Tricarina Temporal range: Barremian–Aptian PreꞒ Ꞓ O S D C P T J K Pg N

Scientific classification
- Kingdom: Animalia
- Phylum: Arthropoda
- Class: Malacostraca
- Order: Isopoda
- Suborder: Sphaeromatidea
- Superfamily: Seroloidea
- Family: †Tricarinidae Feldmann et al., 2007
- Genus: †Tricarina Feldmann et al., 2007
- Species: †T. gadvanensis
- Binomial name: †Tricarina gadvanensis Feldmann et al., 2007

= Tricarina =

- Genus: Tricarina
- Species: gadvanensis
- Authority: Feldmann et al., 2007
- Parent authority: Feldmann et al., 2007

Extinct genus of crustaceans

Tricarina is an extinct genus of crustaceans in order Isopoda, known from a single incomplete fossil specimen from the Cretaceous of western Iran. It has a flattened body with three longitudinal ridges, which give it its name.

==Sources==
The single known specimen of Tricarina was discovered in a well core that had been bored at a site on the Khuzestan Plain in south-western Iran, at , and at a depth of 3852 m. The rocks that contain it are calcareous shales, which form part of the Gadvan Formation, and are part of the main sequence of rocks for the production oil and gas around the Persian Gulf. Examination of the foraminiferan fossils show that the shales are Barremian to Aptian in age.

==Description==
The fossil of Tricarina gadvanensis is known from a part and counterpart from a core drilled to make an oil well. It has been deposited in the Carnegie Museum of Natural History, Pittsburgh, Pennsylvania, as specimen number CM 54197. A segment of the cylindrical core was cut away before the fossil was discovered, and the fossil is accordingly incomplete: the front of the carapace extends over the cut edge, and much of the pleon is outside the edge of the core. Most of the carapace is visible, and shows a flattened form, with three distinct longitudinal carinae or ridges. The bases of the antennae are preserved, but no eyes are apparent. A single pereiopod (walking leg) is visible, and it ends without a chela (claw).

==Systematics==
Feldmann et al. (2007) classified Tricarina gadvanensis as a decapod crustacean. According to Feldmann et al., T. gadvanensis cannot be accommodated in any of the previously known families of Decapoda. The few families which contain species with flattened bodies, such as Scyllaridae and the various families of Polychelida, all have very different ridge patterns. They therefore erected a new family, Tricarinidae, to accommodate this single genus and species. The lack of claws suggests affinity to slipper lobsters and spiny lobsters, and the new family is therefore placed in the inraorder Achelata.
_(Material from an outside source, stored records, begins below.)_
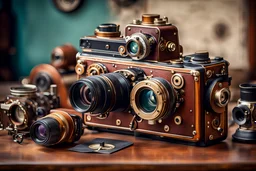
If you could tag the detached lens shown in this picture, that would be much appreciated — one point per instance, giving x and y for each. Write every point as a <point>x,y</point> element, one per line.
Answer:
<point>17,115</point>
<point>56,128</point>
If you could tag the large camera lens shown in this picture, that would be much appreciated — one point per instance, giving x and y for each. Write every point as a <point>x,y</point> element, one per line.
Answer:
<point>55,128</point>
<point>153,99</point>
<point>17,114</point>
<point>139,45</point>
<point>133,47</point>
<point>101,93</point>
<point>147,100</point>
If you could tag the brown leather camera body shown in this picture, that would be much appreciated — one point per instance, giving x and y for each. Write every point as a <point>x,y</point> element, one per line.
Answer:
<point>193,110</point>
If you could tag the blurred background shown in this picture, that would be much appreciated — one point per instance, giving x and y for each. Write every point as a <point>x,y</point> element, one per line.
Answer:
<point>30,30</point>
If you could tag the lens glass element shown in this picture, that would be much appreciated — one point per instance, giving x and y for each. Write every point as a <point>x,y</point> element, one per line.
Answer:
<point>86,95</point>
<point>17,114</point>
<point>147,100</point>
<point>41,132</point>
<point>133,47</point>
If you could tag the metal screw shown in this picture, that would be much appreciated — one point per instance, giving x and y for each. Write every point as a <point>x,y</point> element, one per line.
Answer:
<point>166,128</point>
<point>118,122</point>
<point>88,117</point>
<point>194,132</point>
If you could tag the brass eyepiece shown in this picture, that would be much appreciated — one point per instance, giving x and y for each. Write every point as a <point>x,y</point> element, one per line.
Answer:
<point>222,97</point>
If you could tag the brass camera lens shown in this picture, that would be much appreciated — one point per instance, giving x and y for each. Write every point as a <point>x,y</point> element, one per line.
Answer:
<point>139,45</point>
<point>17,114</point>
<point>100,93</point>
<point>241,114</point>
<point>133,47</point>
<point>153,99</point>
<point>57,127</point>
<point>222,97</point>
<point>177,81</point>
<point>147,100</point>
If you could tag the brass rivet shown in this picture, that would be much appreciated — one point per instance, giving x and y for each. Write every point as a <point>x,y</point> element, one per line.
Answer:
<point>88,117</point>
<point>177,120</point>
<point>107,46</point>
<point>118,122</point>
<point>166,128</point>
<point>194,132</point>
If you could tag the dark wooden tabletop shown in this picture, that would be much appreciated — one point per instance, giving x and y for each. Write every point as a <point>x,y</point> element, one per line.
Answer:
<point>145,154</point>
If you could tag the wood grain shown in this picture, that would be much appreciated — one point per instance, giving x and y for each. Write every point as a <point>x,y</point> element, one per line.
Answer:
<point>145,154</point>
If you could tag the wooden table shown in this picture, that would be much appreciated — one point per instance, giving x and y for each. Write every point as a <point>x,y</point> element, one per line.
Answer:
<point>145,154</point>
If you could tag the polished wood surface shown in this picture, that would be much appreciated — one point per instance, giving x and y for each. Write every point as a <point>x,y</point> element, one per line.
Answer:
<point>145,154</point>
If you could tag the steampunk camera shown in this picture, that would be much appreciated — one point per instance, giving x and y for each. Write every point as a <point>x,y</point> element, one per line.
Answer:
<point>244,114</point>
<point>23,106</point>
<point>149,88</point>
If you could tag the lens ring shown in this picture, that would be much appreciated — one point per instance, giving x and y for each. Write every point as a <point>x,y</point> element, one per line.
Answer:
<point>248,92</point>
<point>222,97</point>
<point>164,94</point>
<point>143,43</point>
<point>241,114</point>
<point>18,115</point>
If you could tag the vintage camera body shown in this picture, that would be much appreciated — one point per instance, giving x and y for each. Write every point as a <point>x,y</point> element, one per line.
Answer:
<point>24,105</point>
<point>61,71</point>
<point>244,114</point>
<point>154,90</point>
<point>191,102</point>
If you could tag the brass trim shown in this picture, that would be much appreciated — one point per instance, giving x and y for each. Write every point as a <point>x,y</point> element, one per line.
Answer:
<point>181,137</point>
<point>96,69</point>
<point>220,97</point>
<point>136,64</point>
<point>177,81</point>
<point>177,120</point>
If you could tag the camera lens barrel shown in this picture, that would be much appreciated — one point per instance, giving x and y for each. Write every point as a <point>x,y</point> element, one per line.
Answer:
<point>100,93</point>
<point>248,92</point>
<point>55,128</point>
<point>241,114</point>
<point>42,81</point>
<point>45,131</point>
<point>153,99</point>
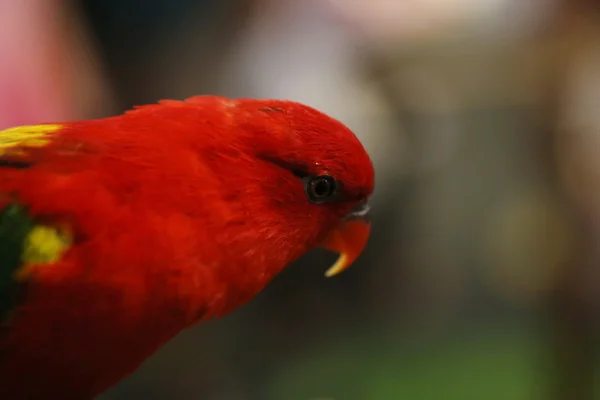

The genus name Tricarina refers to the three ridges on the carapace, while the specific epithet gadvanensis refers to the area from which the fossil was recovered.

Subsequent restudy of the fossil led Hyžný et al. (2020) to conclude that T. gadvanensis was not a decapod, but rather an isopod, probably closely related to the family Serolidae.

==Ecology==
The lack of eyes in Tricarina suggests a deep-water organism, a feature also seen in Polychelidae and Thaumastochelidae. This is also corroborated by the rocks it was found in, which are thought to have been deposited in a deep, offshore setting. It is probable that Tricarina burrowed into the sediment, as was also inferred for Eryon, and as seen in some slipper lobsters.